Collected fingerprints from 12 different counties, including Stanislaus, are sent to the Department of Justice (DOJ) for processing, which can take anywhere between a week to a month for processing and there’s no guarantee they’ll be processed at all.
“On lower level crimes, not counting homicide obviously, DOJ picks and chooses the cases they want to process because they’ve had cut backs, too,” Redd said. “It’s very disappointing but that’s the way it is.”
Even knowing this, officers are still doing what they can to make a difference, noted Redd.
“Officers are still taking the time to check all they can to close a case and that makes me proud,” she said.
Right now, detectives have been inundated with child molestation reports, which require a lot of legwork to create a case strong enough for the District Attorney’s office to prosecute.
Because children are involved, the detectives want to make sure they’re doing everything they can to make it stick.
But it takes time and resources — two things officers don’t always have in large supply.
On any given 24-hour period, there are 100 incidents logged into dispatch, not all of these calls will turn into cases but each require time and effort to see through.

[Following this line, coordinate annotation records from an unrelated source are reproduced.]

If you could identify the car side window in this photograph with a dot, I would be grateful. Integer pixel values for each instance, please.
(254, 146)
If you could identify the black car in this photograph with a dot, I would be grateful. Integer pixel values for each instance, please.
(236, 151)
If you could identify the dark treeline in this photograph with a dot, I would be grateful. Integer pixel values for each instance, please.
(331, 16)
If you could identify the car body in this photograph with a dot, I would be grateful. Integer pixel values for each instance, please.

“These calls take away from any police work that needs to be done,” Redd said. “And we’ve been inundated with thefts throughout the city.”
On a day that Redd worked the dispatch desk, it was so busy she couldn’t catch a breath and neither could her officers on shift, which meant no breaks for lunch or bathroom needs. It was go, go, go. It never stopped.

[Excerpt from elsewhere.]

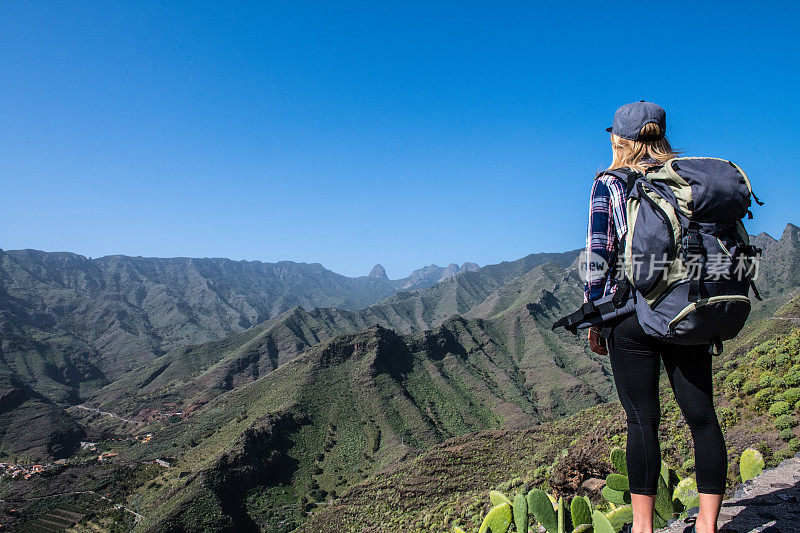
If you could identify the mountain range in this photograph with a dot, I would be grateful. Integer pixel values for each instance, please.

Unfortunately, in Redd’s opinion, the solution isn’t as simple as saying, “We need more cops on the street, although that would help, the problem is much bigger than that.”

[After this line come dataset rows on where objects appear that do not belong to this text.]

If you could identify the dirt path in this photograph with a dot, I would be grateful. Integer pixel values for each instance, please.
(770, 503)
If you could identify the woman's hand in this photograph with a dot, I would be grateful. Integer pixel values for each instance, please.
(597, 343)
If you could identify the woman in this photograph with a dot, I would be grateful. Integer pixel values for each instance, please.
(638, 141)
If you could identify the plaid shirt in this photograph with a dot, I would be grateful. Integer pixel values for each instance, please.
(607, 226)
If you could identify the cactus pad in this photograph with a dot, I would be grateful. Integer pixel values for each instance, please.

With every state and federal law enforcement agency tightening their belt, the ripple effect is being felt everywhere — and it’s not good.
“The prisons are kicking out the felons to county jail and county is sending property thieves back on the street because they don’t have the room,” Redd said.
As an example, a parolee was picked up on charges for having possession of four stolen vehicles on his property; within a month he was back on the street.
“Everybody’s getting kicked back and it’s the trickle effect that affects the average citizen because the criminals are out there, looking for things to steal,” Redd said.
Case in point, Redd noted a suspicious character in her neighborhood that she didn’t recognize as a resident on her street. By the following night, a known thief was seen cruising through her neighborhood.
A thief’s job is to steal — and they’re out looking for new prospects, which is why officers are saying it’s more important than ever that neighbors get to know their neighbors and watch out for any suspicious behavior.
“People have to be more diligent about protecting their property,” Redd said. “You have to get to know your neighbor.”
To that end, there are 27 Neighborhood Watch groups, however, only about 10 are active, such as in the Bridle Ridge and Burchell Hill neighborhoods.
And if you want to know what kind of crimes are being reported in your neighborhood, go to www.crimereports.com where everything from rape to theft to registered sex offenders are listed for anyone who has the desire to know.
Unfortunately, Redd said, there are a lot of crimes not being reported, which only hampers officers’ as they try to watch for crime spikes in certain areas.
But there’s another trend starting to happen that may spell trouble later as a certain level of lawlessness continues — more people are arming themselves to protect their property.
According to Oakdale Police Chief Marty West, concealed weapon permits were on the rise.
But as of Jan. 1, Oakdale would no longer process the requests, having handed that responsibility to the Stanislaus County Sheriff’s Department due to a lack of resources.
And so there you have it, officials said, the consequence of a spiraling economy as experienced by ordinary folk and the people just trying to make it through to the end of the day, no matter which end of the 911 call they land.
High-end surveillance cameras, anti-theft devices, neighbors watching neighbors and guns — the ripple effect is bound to affect everyone in some way; just ask Tom Locklin.